Do the Token Math Before the API Throws Errors

A

Agency Script Editorial

Editorial Team

·October 26, 2025·8 min read
ai model context length limitsai model context length limits how toai model context length limits guideai fundamentals

Most context-length problems come from skipping the math. People build a prompt, paste in some content, and find out it does not fit only when the API throws an error or the answer comes back truncated. The fix is not a bigger model. It is a repeatable process you run before shipping anything.

This article gives you that process as ordered steps. Do them in sequence, and you will know exactly how much room you have, whether your content fits, and which strategy to reach for when it does not. No theory beyond what each step requires. You should be able to apply this to a real prompt today.

We will use a running example throughout: a support assistant that answers questions using a product manual, on a model with a 32,000-token window. Plug in your own numbers as we go.
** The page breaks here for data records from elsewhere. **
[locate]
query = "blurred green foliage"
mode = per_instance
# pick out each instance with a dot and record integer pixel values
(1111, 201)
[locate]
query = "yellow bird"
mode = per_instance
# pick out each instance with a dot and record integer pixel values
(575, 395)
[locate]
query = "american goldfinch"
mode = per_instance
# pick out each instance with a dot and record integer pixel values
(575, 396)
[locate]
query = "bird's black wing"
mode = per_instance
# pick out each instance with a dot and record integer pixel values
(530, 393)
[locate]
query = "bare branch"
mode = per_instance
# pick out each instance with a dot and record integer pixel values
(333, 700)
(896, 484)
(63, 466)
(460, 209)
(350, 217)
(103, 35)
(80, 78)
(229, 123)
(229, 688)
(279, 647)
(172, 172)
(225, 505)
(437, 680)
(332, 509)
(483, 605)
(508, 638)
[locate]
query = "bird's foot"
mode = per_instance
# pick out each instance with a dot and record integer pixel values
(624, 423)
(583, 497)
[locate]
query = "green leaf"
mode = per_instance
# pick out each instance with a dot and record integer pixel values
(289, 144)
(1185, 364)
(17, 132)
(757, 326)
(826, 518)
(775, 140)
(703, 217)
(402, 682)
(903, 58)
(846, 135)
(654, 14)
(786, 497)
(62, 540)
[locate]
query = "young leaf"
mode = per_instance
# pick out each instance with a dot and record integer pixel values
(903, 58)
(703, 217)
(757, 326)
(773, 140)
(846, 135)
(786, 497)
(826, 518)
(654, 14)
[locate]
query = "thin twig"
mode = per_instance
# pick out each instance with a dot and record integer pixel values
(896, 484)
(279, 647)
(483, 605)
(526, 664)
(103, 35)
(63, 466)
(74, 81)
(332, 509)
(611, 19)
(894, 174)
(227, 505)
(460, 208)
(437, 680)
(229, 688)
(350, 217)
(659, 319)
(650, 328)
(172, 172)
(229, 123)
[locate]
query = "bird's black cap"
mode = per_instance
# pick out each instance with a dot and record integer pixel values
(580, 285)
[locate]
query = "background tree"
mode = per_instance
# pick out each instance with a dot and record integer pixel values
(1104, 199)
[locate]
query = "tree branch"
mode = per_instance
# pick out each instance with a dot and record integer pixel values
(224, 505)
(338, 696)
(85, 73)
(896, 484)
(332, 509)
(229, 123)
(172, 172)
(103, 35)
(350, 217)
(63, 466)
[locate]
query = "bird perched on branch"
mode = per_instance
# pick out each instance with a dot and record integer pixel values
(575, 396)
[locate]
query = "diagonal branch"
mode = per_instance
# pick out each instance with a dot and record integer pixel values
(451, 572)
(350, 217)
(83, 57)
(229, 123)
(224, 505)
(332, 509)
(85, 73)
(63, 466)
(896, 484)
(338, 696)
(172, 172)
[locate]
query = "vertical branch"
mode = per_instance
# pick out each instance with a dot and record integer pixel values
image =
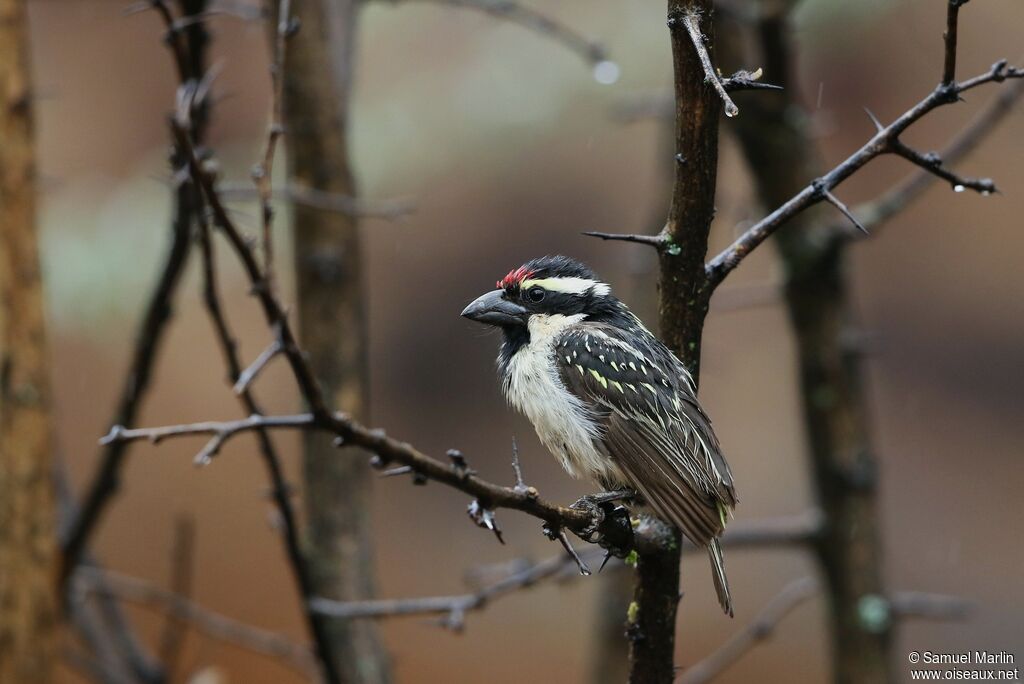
(332, 321)
(188, 48)
(28, 509)
(280, 489)
(684, 295)
(781, 156)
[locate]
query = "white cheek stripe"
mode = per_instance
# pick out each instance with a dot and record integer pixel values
(569, 286)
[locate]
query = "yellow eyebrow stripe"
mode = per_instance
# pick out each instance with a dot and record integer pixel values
(571, 286)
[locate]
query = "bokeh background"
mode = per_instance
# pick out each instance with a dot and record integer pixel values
(510, 147)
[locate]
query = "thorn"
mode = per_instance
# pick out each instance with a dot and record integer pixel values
(400, 470)
(834, 201)
(563, 538)
(875, 120)
(484, 517)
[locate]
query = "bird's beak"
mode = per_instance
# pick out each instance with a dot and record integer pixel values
(494, 309)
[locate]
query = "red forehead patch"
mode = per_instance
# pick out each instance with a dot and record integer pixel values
(514, 278)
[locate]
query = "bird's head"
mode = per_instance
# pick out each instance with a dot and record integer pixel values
(548, 286)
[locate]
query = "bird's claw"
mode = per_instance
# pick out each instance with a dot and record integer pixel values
(609, 527)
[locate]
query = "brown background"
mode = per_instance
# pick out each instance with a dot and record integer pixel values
(509, 148)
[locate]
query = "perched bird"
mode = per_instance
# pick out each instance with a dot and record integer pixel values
(607, 398)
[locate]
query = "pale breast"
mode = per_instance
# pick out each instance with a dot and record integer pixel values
(562, 422)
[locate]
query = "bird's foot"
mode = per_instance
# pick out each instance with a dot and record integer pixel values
(610, 527)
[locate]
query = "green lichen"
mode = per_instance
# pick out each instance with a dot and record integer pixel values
(633, 612)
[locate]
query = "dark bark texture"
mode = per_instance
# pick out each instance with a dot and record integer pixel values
(28, 549)
(332, 322)
(683, 305)
(774, 136)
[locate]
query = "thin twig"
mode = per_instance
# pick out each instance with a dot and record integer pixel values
(952, 20)
(455, 607)
(182, 569)
(280, 490)
(262, 171)
(843, 209)
(692, 23)
(591, 50)
(880, 210)
(884, 141)
(792, 596)
(656, 242)
(743, 80)
(932, 163)
(246, 377)
(90, 581)
(188, 50)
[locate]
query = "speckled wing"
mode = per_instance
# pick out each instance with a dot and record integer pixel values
(652, 426)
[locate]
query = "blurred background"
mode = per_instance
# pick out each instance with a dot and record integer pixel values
(510, 147)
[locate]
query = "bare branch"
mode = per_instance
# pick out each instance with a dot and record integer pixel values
(932, 163)
(792, 596)
(91, 581)
(949, 65)
(261, 172)
(835, 201)
(879, 211)
(691, 22)
(591, 50)
(884, 141)
(453, 608)
(246, 377)
(656, 242)
(188, 47)
(743, 80)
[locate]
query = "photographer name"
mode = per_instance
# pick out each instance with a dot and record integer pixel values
(975, 657)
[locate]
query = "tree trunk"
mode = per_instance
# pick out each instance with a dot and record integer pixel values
(782, 158)
(28, 542)
(683, 306)
(332, 321)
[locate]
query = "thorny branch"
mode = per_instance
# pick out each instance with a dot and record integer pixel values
(872, 214)
(884, 141)
(188, 49)
(261, 172)
(690, 19)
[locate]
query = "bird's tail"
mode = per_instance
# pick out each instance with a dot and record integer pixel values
(718, 572)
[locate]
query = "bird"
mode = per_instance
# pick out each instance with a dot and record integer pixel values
(608, 399)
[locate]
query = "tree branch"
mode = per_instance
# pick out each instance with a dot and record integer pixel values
(792, 596)
(884, 141)
(387, 449)
(188, 49)
(261, 172)
(452, 608)
(691, 20)
(875, 213)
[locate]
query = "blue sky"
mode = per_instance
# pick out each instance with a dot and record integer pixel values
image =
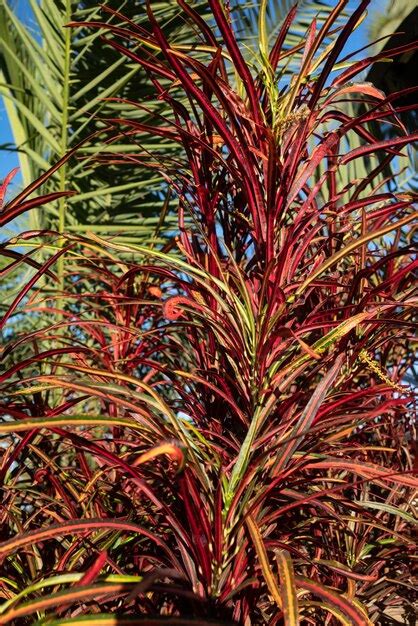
(8, 160)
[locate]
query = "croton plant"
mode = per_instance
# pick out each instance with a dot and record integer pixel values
(214, 425)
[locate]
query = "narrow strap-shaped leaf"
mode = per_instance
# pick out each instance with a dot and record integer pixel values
(288, 588)
(74, 527)
(353, 245)
(351, 610)
(308, 415)
(260, 549)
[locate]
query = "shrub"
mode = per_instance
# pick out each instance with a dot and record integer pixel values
(213, 427)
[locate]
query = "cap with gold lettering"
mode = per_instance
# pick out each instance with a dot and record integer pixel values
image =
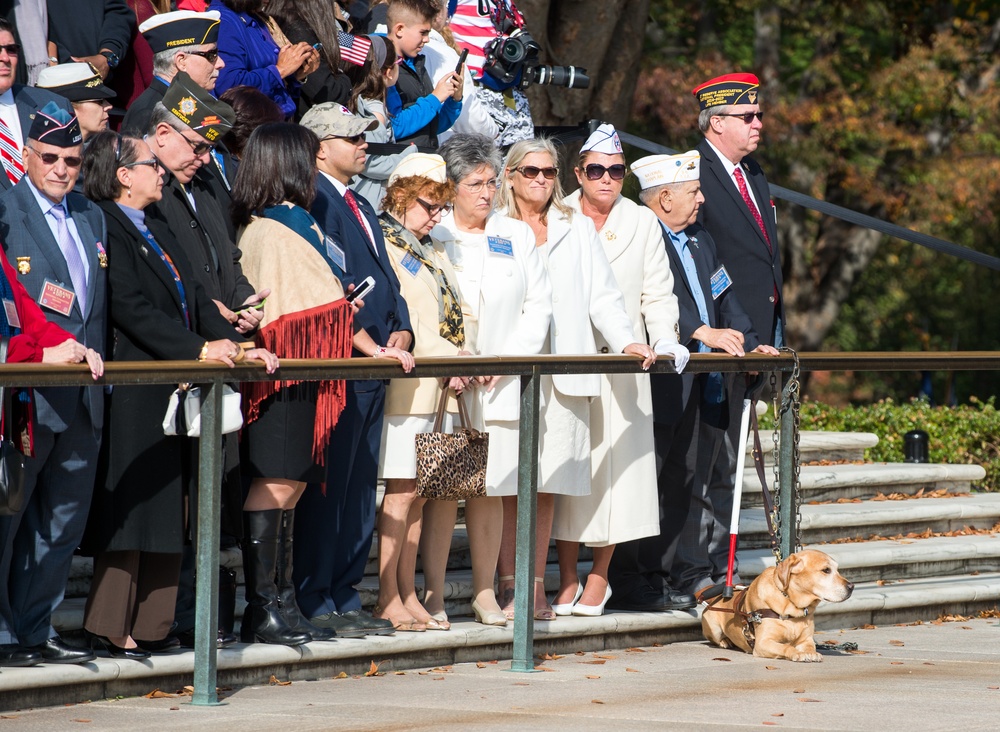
(197, 108)
(78, 82)
(180, 28)
(727, 89)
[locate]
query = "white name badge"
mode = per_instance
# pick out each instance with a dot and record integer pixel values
(720, 282)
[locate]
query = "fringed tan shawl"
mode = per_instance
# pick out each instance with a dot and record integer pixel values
(305, 316)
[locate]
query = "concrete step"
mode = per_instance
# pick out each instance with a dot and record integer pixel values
(828, 522)
(830, 482)
(467, 641)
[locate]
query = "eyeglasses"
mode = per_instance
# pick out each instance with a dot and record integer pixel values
(210, 56)
(596, 172)
(72, 161)
(478, 186)
(433, 209)
(199, 147)
(747, 117)
(530, 171)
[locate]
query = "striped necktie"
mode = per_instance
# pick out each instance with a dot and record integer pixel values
(10, 154)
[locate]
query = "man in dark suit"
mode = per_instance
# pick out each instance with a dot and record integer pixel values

Step 1: Find the Model's Hard Window

Start by writing down the exact context window for the specific model and version you are using, in tokens. Do not approximate from memory and do not assume two models from the same vendor share a window. Check the current model documentation.

For our example, the window is 32,000 tokens. That number is your total budget for everything: instructions, history, documents, and the answer. Write it at the top of the page.

Step 2: Measure the Fixed Costs

Some parts of every request are constant. Measure them once, precisely.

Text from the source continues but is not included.